Financial markets aren't peaceful this August. Some of the "fear gauges" were shining amber or red yesterday because of how investors have become alarmed about deteriorating West-China relations, the closure of Hong Kong airport because of protests and volatile Argentinian politics.
Hong Kong's airport cancelled all flights yesterday. Protests, now in their ninth week, have erupted in the jurisdiction over a proposed (now suspended) extradition law that raises questions over whether Hong Kong's remaining legal autonomy is a dead letter. At the same time, US-China trade protectionism has ratcheted upwards, raising worries this will cool global economic growth. A week ago the US Federal Reserve trimmed official interest rates, seen as an "insurance" move.

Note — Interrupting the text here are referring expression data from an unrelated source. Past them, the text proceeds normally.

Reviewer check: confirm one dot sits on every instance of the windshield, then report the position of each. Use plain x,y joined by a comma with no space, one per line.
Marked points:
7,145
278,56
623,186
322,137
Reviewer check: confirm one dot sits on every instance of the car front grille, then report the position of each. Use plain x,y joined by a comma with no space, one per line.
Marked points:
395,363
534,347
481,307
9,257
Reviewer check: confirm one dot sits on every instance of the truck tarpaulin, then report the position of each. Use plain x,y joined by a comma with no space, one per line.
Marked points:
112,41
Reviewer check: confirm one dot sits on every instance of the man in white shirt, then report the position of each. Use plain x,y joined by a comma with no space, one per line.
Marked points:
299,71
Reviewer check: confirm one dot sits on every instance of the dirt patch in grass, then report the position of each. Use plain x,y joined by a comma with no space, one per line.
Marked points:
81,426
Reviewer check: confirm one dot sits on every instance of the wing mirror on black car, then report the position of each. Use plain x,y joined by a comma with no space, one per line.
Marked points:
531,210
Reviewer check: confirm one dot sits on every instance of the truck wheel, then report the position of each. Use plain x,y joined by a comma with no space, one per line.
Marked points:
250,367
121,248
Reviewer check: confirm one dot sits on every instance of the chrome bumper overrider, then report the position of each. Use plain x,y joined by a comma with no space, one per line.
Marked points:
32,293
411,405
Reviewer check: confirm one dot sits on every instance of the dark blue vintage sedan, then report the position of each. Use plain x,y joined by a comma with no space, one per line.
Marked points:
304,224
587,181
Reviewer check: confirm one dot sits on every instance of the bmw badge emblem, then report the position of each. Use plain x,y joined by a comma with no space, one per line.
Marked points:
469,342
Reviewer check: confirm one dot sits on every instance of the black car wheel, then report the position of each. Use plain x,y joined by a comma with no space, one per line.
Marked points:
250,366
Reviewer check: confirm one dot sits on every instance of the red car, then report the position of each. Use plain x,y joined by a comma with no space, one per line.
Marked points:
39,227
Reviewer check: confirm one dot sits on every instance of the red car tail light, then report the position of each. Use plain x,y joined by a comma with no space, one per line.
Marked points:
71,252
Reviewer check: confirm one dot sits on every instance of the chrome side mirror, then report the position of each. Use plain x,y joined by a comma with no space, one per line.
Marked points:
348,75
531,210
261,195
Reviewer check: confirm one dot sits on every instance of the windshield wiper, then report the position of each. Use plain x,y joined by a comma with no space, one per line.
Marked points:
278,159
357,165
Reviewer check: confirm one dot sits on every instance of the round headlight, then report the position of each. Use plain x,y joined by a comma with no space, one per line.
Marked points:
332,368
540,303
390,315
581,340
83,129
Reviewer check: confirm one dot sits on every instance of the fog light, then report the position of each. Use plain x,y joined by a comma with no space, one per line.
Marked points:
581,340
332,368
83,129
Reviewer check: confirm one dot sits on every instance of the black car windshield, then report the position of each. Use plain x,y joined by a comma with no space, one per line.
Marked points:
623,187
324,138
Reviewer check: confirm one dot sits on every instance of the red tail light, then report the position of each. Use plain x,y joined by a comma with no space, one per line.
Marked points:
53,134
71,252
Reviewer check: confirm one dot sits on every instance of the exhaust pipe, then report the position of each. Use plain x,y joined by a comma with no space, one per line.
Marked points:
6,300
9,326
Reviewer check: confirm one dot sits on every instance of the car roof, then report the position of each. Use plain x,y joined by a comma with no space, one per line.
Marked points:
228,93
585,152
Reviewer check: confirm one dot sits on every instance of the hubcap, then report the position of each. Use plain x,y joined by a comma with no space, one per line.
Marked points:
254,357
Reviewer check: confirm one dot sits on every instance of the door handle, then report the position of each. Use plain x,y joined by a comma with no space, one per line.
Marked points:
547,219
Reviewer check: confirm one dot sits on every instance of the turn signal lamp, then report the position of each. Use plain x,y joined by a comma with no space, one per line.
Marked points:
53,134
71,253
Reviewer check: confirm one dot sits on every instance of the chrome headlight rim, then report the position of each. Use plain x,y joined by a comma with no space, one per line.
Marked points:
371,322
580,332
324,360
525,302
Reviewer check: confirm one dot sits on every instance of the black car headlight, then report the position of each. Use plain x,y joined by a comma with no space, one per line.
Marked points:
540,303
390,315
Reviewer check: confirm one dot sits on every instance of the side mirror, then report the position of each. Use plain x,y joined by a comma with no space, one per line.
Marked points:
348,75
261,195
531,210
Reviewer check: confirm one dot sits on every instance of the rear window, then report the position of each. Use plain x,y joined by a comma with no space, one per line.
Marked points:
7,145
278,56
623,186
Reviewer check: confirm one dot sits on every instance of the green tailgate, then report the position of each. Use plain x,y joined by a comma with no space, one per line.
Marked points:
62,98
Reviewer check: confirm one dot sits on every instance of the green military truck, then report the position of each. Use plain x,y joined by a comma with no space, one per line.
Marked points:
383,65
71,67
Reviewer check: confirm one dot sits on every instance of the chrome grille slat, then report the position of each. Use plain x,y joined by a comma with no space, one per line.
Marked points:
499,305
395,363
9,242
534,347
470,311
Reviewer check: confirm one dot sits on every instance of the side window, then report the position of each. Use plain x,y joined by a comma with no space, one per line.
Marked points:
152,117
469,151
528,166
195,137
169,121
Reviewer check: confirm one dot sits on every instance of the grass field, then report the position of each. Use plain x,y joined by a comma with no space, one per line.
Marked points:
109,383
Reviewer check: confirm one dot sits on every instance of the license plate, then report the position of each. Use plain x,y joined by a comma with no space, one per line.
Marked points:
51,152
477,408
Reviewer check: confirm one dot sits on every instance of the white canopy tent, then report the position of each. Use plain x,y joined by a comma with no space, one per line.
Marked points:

On Sunday, centre-right Argentinian president Mauricio Macri, whom investors favoured, did worse than expected in elections, putting doubts over whether he will retain office in October. The peso slumped and Argentina's stock market slumped.
Gold rose up above $1,500 per ounce yesterday and bids for the yellow metal are a classic "safe haven" play. US Treasuries were bid up, squeezing yields. US and European equity markets were both in negative territory.
A long slumber
In such an environment, there's a risk that Europe - and some other regions - could languish under the same anaemic yields on bonds that bedevilled Japan for more than two decades, argued Paul Brain, head of fixed income at Newton Investment Management, an affiliate of BNY Mellon Investment Management, said.
“Lower cash rates from central banks in the absence of inflation will lead to lower bond yields. The market will anticipate central bank moves, which allows yield curves to temporarily trade through current cash rates. Hidden behind these strange shapes in yield curves is the belief that further cuts in rates are not going to help turn economic growth around and not unlikely to cause inflation. Central banks generally move at a slower pace than market expectations and there is usually a period when the reality of the central bank meeting schedule pushes yields back up.
“Longer term, once monetary policy is exhausted, governments will focus on boosting fiscal spending. Unlike the monetary policy tool, fiscal policy takes longer to put in place and comes in various shapes and sizes. Until there is coherent plan there will continue to be a focus on manufacturing over-capacity, which is fuelling the trade disputes and having a long-term deflation effect," Brain said.